Keluarganya, mungkin,
sekarang tak menganggapnya lagi sebagai anak. Sebenarnya, setelah sekian lama
tak dapat kerja, ia akan dinikahkan dengan pengusaha kaya raya teman ayahnya,
dari pada ia sulit mencari kerja. Dengan pernikahan itu, ayahnya akan mendapat
imbalan kontrak proyek yang menghasilkan uang sangat besar. Tapi ia menolak
tawaran tersebut, selain ia tak suka dengannya ia juga tahu pengusaha yang
sudah tua itu telah beristri empat. Semua keluarganya marah kepadanya. Akhirnya,
ia kabur dari rumah, tak mau kembali pulang ke rumah.
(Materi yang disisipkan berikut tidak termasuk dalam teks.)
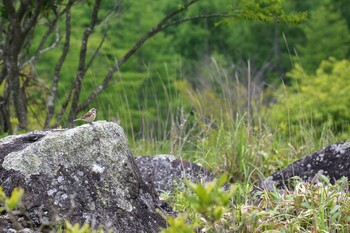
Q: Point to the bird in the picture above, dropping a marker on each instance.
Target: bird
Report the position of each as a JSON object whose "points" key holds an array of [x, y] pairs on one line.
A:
{"points": [[89, 116]]}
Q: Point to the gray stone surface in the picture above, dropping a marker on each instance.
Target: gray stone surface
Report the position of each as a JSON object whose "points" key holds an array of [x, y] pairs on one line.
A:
{"points": [[84, 174], [332, 161], [166, 172]]}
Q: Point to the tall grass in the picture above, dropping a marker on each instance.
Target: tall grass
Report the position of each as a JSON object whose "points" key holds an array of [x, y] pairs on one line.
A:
{"points": [[227, 127]]}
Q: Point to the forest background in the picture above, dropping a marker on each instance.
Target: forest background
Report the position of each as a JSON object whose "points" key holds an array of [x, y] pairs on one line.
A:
{"points": [[240, 95]]}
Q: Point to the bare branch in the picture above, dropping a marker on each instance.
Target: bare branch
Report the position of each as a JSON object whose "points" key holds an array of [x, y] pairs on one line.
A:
{"points": [[82, 59], [137, 45], [92, 59], [198, 17], [53, 91], [42, 50]]}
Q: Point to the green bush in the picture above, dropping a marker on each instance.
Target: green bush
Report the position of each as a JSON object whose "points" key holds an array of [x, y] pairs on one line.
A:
{"points": [[316, 100]]}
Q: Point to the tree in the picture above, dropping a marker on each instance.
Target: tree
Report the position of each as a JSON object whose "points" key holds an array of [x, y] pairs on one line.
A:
{"points": [[19, 20], [327, 35]]}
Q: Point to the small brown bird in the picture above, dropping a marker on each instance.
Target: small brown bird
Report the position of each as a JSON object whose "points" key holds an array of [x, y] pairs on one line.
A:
{"points": [[89, 116]]}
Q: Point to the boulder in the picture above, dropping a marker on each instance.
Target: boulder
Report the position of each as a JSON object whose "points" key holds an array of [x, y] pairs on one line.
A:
{"points": [[332, 161], [84, 174], [166, 172]]}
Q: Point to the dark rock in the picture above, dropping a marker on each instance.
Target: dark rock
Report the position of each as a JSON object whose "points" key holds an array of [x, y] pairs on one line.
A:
{"points": [[166, 172], [85, 174], [332, 161]]}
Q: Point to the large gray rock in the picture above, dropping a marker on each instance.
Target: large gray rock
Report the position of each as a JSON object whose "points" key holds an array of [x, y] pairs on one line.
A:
{"points": [[166, 172], [332, 161], [84, 174]]}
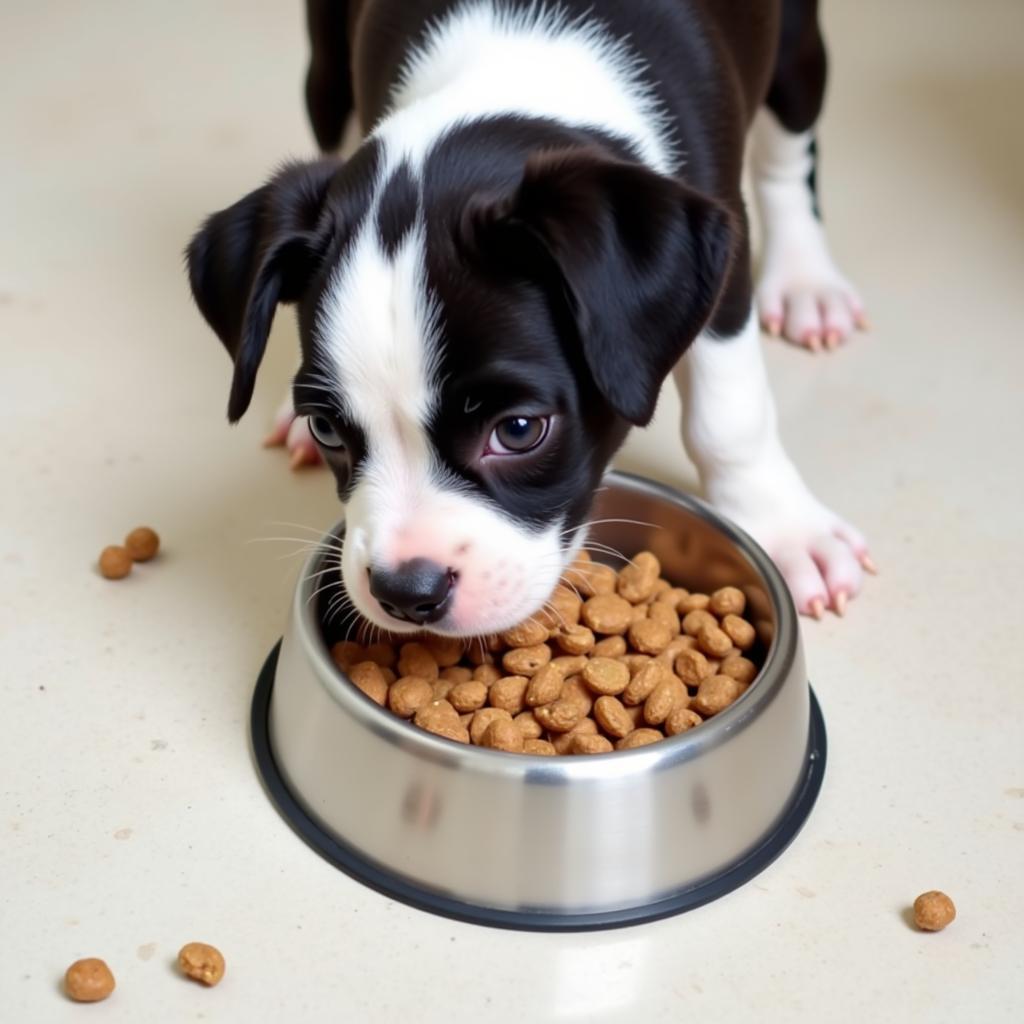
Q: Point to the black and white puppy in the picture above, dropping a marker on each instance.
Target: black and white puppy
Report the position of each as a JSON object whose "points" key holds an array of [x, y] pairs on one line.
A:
{"points": [[544, 216]]}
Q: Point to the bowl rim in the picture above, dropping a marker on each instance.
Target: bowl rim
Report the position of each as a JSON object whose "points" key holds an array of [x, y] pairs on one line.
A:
{"points": [[669, 752]]}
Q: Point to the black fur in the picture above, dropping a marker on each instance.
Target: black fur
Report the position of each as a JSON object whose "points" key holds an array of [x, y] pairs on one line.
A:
{"points": [[266, 249], [570, 276]]}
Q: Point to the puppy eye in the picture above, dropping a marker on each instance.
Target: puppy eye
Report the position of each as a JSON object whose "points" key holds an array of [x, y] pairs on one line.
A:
{"points": [[517, 434], [325, 432]]}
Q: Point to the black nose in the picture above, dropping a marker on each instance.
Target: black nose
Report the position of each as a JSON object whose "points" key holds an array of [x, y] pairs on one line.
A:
{"points": [[418, 591]]}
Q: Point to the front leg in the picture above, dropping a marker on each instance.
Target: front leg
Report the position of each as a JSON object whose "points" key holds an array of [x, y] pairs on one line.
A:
{"points": [[730, 432]]}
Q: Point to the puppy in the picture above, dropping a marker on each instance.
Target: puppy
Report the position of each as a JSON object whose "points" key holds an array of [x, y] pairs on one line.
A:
{"points": [[544, 216]]}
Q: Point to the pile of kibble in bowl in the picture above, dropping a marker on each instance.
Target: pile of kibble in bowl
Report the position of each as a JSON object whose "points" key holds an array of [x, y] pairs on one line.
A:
{"points": [[615, 660]]}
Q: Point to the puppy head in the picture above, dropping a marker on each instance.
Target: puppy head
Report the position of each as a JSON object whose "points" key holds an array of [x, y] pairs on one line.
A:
{"points": [[476, 342]]}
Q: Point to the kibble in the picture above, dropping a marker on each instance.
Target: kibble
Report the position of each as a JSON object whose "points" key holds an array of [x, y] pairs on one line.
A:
{"points": [[142, 544], [933, 910], [88, 980], [115, 562], [202, 963], [614, 662]]}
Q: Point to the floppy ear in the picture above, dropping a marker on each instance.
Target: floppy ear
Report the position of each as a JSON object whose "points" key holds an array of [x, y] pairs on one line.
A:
{"points": [[641, 259], [261, 251]]}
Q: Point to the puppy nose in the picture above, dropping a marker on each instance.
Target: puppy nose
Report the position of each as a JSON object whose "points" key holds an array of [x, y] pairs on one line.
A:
{"points": [[418, 591]]}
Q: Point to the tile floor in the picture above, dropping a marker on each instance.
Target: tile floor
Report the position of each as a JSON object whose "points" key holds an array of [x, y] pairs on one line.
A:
{"points": [[130, 815]]}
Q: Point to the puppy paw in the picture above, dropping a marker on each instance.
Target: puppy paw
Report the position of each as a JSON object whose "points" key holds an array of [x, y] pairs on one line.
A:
{"points": [[823, 568], [821, 557], [292, 432], [815, 310]]}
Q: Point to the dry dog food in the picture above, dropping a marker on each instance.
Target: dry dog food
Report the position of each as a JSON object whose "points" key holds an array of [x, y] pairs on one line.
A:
{"points": [[616, 660], [202, 963], [140, 545], [88, 980], [115, 562], [933, 910]]}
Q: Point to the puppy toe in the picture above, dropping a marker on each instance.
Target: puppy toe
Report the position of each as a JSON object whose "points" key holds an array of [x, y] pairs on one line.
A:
{"points": [[840, 569], [803, 323], [837, 316], [810, 593]]}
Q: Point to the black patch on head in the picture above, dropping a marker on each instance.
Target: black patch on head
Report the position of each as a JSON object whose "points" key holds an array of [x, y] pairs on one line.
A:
{"points": [[396, 210], [570, 279], [269, 248]]}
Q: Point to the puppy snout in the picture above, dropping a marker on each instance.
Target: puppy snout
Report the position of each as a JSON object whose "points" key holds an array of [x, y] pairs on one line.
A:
{"points": [[416, 591]]}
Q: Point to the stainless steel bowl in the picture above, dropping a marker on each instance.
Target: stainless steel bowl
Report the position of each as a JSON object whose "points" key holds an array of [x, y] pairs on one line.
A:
{"points": [[554, 843]]}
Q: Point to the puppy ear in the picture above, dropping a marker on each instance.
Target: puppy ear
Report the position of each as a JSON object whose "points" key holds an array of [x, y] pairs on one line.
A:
{"points": [[261, 251], [641, 259]]}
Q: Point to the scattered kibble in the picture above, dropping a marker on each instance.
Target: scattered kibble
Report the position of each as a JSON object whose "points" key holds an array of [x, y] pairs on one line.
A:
{"points": [[115, 562], [142, 544], [202, 963], [933, 910], [88, 980]]}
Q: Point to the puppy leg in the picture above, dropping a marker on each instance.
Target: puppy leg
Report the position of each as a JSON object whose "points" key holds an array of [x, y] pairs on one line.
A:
{"points": [[730, 433], [292, 432], [801, 293], [329, 80]]}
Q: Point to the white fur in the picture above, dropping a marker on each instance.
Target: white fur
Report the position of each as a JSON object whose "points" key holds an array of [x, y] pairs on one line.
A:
{"points": [[378, 325], [377, 330], [800, 289], [482, 60], [730, 431]]}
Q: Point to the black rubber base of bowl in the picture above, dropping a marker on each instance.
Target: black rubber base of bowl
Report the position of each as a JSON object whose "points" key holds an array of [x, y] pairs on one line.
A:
{"points": [[352, 863]]}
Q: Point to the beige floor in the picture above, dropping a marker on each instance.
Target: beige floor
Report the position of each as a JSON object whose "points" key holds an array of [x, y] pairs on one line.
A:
{"points": [[130, 816]]}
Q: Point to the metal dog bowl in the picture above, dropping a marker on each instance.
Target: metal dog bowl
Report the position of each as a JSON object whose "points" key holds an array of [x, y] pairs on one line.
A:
{"points": [[553, 843]]}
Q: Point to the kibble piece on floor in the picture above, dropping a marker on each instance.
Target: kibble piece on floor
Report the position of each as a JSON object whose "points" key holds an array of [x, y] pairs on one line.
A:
{"points": [[142, 544], [933, 910], [202, 963], [115, 562], [88, 980]]}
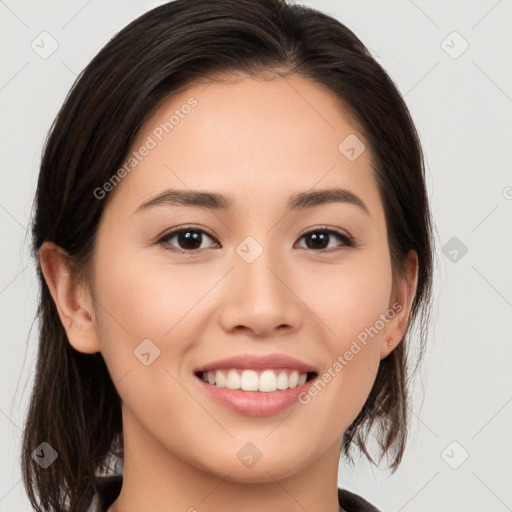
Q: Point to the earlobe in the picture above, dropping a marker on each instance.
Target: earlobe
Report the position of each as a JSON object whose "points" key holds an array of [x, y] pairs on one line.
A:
{"points": [[73, 304], [403, 296]]}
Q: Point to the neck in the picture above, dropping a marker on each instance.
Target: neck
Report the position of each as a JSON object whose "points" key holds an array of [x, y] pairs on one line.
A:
{"points": [[156, 480]]}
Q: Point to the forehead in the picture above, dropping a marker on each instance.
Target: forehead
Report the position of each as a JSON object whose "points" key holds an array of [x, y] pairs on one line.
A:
{"points": [[247, 137]]}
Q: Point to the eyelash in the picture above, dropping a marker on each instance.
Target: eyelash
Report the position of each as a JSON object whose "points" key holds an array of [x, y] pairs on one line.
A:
{"points": [[347, 241]]}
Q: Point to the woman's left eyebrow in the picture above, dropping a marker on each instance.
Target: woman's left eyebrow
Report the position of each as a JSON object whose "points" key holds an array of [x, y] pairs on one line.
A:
{"points": [[216, 201]]}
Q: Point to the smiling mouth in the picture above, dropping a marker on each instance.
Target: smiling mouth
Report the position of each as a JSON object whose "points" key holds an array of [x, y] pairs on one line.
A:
{"points": [[266, 381]]}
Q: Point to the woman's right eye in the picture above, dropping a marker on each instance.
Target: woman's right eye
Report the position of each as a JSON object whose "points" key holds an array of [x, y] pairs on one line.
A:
{"points": [[188, 239]]}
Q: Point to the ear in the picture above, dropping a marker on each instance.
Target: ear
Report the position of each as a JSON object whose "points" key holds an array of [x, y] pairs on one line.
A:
{"points": [[73, 303], [404, 291]]}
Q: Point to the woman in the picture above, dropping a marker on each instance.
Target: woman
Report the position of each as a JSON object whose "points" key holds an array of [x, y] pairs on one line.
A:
{"points": [[233, 239]]}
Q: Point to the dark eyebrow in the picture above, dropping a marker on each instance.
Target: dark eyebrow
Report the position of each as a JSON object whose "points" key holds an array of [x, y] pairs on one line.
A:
{"points": [[215, 201]]}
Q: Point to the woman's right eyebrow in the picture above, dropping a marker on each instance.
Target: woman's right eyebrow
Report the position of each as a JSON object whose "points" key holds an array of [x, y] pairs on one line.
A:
{"points": [[217, 201]]}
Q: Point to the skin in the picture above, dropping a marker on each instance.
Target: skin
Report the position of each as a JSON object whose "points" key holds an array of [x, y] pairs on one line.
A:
{"points": [[258, 142]]}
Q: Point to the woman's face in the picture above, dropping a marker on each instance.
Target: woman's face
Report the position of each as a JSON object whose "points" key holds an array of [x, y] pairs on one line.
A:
{"points": [[246, 279]]}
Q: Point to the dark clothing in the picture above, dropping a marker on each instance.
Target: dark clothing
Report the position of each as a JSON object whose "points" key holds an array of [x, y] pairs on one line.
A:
{"points": [[109, 488]]}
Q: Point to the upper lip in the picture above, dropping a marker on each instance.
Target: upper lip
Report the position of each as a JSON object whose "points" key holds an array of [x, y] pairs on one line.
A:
{"points": [[257, 362]]}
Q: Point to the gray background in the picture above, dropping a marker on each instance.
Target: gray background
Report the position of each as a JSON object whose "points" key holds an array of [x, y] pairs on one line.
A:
{"points": [[459, 453]]}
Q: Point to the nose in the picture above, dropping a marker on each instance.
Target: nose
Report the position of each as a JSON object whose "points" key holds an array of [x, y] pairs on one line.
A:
{"points": [[260, 298]]}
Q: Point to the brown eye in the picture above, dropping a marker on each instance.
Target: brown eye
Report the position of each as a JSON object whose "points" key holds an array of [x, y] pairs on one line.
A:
{"points": [[186, 239], [319, 240]]}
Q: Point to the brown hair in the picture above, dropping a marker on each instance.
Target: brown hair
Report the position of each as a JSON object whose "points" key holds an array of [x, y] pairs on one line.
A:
{"points": [[74, 405]]}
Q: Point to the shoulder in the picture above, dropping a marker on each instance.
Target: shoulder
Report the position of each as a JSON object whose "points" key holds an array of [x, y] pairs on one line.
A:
{"points": [[353, 503]]}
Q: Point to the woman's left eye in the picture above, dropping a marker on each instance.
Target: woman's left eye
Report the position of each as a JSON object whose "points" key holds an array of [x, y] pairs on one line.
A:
{"points": [[191, 239], [319, 236]]}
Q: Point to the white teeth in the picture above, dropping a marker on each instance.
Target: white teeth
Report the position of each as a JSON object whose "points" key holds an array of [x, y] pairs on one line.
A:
{"points": [[268, 381], [233, 380], [220, 379], [293, 379], [249, 380], [282, 381], [265, 381]]}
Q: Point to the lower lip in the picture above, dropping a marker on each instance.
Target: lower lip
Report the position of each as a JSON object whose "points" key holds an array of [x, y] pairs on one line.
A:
{"points": [[255, 403]]}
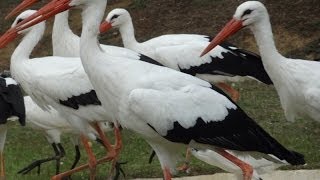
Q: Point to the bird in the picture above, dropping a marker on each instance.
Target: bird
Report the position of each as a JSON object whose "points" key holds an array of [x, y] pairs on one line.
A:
{"points": [[169, 109], [60, 83], [52, 124], [295, 80], [66, 44], [11, 104], [181, 52]]}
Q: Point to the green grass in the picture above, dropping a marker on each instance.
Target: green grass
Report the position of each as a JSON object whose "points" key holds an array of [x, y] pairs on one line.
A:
{"points": [[259, 101]]}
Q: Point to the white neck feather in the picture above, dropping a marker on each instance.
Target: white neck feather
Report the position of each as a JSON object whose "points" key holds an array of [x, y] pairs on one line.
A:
{"points": [[264, 38], [92, 15], [127, 34], [29, 41], [63, 37]]}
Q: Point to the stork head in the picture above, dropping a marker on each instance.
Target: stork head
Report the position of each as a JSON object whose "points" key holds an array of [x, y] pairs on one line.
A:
{"points": [[24, 15], [13, 32], [116, 18], [247, 14]]}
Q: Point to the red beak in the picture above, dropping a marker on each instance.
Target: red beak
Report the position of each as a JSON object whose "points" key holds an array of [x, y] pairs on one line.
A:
{"points": [[105, 26], [52, 8], [22, 6], [229, 29], [9, 36]]}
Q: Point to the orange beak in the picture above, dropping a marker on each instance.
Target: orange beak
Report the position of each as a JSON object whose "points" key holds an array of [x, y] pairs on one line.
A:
{"points": [[105, 26], [52, 8], [229, 29], [22, 6]]}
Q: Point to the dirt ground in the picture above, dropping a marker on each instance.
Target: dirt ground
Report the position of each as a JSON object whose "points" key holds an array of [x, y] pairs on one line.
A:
{"points": [[296, 24]]}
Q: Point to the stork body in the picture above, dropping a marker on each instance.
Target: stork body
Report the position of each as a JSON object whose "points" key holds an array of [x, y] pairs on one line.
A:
{"points": [[295, 80], [155, 101], [52, 124], [11, 104], [61, 84], [181, 52]]}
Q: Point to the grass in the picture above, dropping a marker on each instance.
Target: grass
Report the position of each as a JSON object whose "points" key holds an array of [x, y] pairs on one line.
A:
{"points": [[259, 101]]}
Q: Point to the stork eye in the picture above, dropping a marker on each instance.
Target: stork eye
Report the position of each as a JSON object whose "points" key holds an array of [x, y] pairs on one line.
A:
{"points": [[19, 20], [247, 12], [115, 16]]}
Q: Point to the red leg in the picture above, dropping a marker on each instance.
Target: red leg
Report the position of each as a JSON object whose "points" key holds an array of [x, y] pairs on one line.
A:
{"points": [[246, 168], [91, 165], [112, 152], [166, 174], [117, 133], [233, 93], [185, 167], [2, 171], [118, 147]]}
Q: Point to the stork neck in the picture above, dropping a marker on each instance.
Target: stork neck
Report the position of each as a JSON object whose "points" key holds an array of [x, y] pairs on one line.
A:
{"points": [[92, 15], [30, 40], [127, 34], [264, 38], [61, 24]]}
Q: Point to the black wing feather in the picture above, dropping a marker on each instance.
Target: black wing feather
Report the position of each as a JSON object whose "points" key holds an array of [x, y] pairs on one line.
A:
{"points": [[85, 99], [236, 62]]}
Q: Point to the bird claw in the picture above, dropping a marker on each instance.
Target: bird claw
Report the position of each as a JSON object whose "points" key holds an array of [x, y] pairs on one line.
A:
{"points": [[153, 153], [184, 168], [119, 170], [30, 167]]}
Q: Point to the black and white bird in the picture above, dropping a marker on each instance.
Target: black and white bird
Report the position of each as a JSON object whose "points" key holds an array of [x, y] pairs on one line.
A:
{"points": [[53, 125], [11, 104], [168, 108], [296, 80], [181, 52], [59, 83]]}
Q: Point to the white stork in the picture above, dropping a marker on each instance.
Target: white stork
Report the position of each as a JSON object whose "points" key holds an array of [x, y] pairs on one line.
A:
{"points": [[181, 52], [168, 108], [11, 104], [52, 124], [296, 80], [174, 51], [60, 83]]}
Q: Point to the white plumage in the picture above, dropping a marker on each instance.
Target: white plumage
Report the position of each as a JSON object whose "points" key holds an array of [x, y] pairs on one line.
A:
{"points": [[135, 92], [296, 80], [182, 52], [126, 87], [53, 125], [11, 104]]}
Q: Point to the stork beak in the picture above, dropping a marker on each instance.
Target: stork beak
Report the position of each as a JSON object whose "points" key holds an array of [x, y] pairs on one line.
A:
{"points": [[9, 36], [105, 26], [22, 6], [229, 29], [52, 8]]}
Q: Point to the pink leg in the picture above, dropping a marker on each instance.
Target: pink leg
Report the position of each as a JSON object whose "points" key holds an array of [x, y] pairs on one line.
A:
{"points": [[166, 174], [233, 93], [246, 168], [2, 171], [91, 165], [185, 167]]}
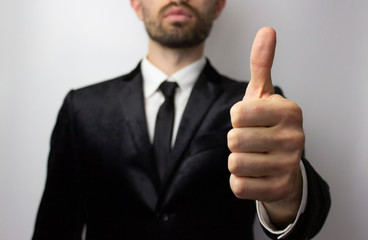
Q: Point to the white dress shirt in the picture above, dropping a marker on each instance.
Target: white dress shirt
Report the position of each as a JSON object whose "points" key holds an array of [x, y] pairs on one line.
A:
{"points": [[186, 78]]}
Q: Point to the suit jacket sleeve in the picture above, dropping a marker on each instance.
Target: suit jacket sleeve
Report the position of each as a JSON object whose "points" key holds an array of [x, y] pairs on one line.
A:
{"points": [[318, 204], [60, 214]]}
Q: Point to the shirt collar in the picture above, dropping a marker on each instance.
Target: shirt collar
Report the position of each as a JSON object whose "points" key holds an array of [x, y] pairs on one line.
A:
{"points": [[185, 77]]}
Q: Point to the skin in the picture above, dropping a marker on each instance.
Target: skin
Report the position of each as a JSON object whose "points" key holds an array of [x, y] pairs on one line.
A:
{"points": [[267, 138]]}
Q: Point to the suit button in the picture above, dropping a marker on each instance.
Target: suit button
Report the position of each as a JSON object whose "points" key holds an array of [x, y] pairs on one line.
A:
{"points": [[162, 217]]}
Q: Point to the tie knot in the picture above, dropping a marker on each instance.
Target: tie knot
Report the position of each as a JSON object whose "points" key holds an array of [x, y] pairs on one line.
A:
{"points": [[168, 88]]}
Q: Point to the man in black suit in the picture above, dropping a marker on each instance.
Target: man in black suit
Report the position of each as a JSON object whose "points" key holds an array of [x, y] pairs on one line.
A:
{"points": [[132, 159]]}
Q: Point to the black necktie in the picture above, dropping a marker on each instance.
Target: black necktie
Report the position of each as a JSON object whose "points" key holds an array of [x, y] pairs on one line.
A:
{"points": [[164, 128]]}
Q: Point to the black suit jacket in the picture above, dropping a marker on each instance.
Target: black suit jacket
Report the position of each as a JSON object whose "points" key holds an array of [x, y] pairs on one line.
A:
{"points": [[101, 172]]}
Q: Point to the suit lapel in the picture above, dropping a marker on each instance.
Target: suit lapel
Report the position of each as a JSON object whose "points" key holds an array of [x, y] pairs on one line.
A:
{"points": [[132, 102], [203, 95]]}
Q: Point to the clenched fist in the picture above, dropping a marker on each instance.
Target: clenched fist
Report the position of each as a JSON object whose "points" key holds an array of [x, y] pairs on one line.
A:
{"points": [[267, 140]]}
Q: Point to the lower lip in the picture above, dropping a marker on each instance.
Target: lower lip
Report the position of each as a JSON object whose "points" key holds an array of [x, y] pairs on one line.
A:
{"points": [[178, 17]]}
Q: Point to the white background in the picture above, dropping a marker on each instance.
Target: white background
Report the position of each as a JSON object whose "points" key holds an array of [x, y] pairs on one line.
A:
{"points": [[50, 46]]}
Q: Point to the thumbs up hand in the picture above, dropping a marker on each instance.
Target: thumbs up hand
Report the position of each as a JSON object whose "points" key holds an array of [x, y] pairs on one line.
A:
{"points": [[267, 140]]}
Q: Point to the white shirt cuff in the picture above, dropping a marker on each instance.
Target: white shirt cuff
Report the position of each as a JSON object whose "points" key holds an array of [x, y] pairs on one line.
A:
{"points": [[265, 220]]}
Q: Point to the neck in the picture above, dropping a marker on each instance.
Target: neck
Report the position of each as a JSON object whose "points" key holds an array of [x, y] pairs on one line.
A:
{"points": [[170, 60]]}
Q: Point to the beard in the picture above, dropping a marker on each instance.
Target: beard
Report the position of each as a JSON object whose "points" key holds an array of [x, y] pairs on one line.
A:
{"points": [[179, 34]]}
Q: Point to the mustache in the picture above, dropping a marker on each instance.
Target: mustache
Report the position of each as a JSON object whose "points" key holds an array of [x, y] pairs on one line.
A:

Bekerja di negeri orang, sejak tujuh
tahun lalu, hingga kisah ini diceritakan oleh Mbok Marni, tak ada lagi kabar
dari Senja Bening Lazuardi.
Mendengar kisah
yang baru saja dituturkan oleh anakku, aku langsung bergegas masuk rumah,
menyalakan komputer. Aku mengetik nama SENJA BENING LAZUARDI dalam kotak
pencarian di internet.
Dengan keyword yang aku masukkan dalam mesin pencari www.google.com
. Di urutan paling atas, aku menememukan alamat blog seorang yang bernama Senja
Bening Lazuardi lagi, orang itu menyebut suka dipanggil Bening. Setelah aku
lihat photonya ternyata bukan. Bukan Senja Bening Lazuardi anakku, bukan Senja
Bening Lazuardi seorang dosen filsafat, juga bukan Senja Bening Lazuardi yang
kumaksud, yang kucintai selama ini.
Di bawah
alamat blog itu, kutemukan cerita tentang Senja Bening Lazuardi yang ditulis
oleh entah siapa, aku tak kenal, blognya ia beri judul “Morning Peace”. Cerita
itu mencatat semua kisahku dalam perjalanan pencarian Senja Bening Lazuardi.
Ini aneh, bagaimana ia bisa menuliskan kisahku? Siapakah dia?
Aku ingin
menemuinya. Mungkin ia tahu akhir dari kisah pencarianku ini. Mungkin ia tahu keberadaan Senja Bening Lazuardi.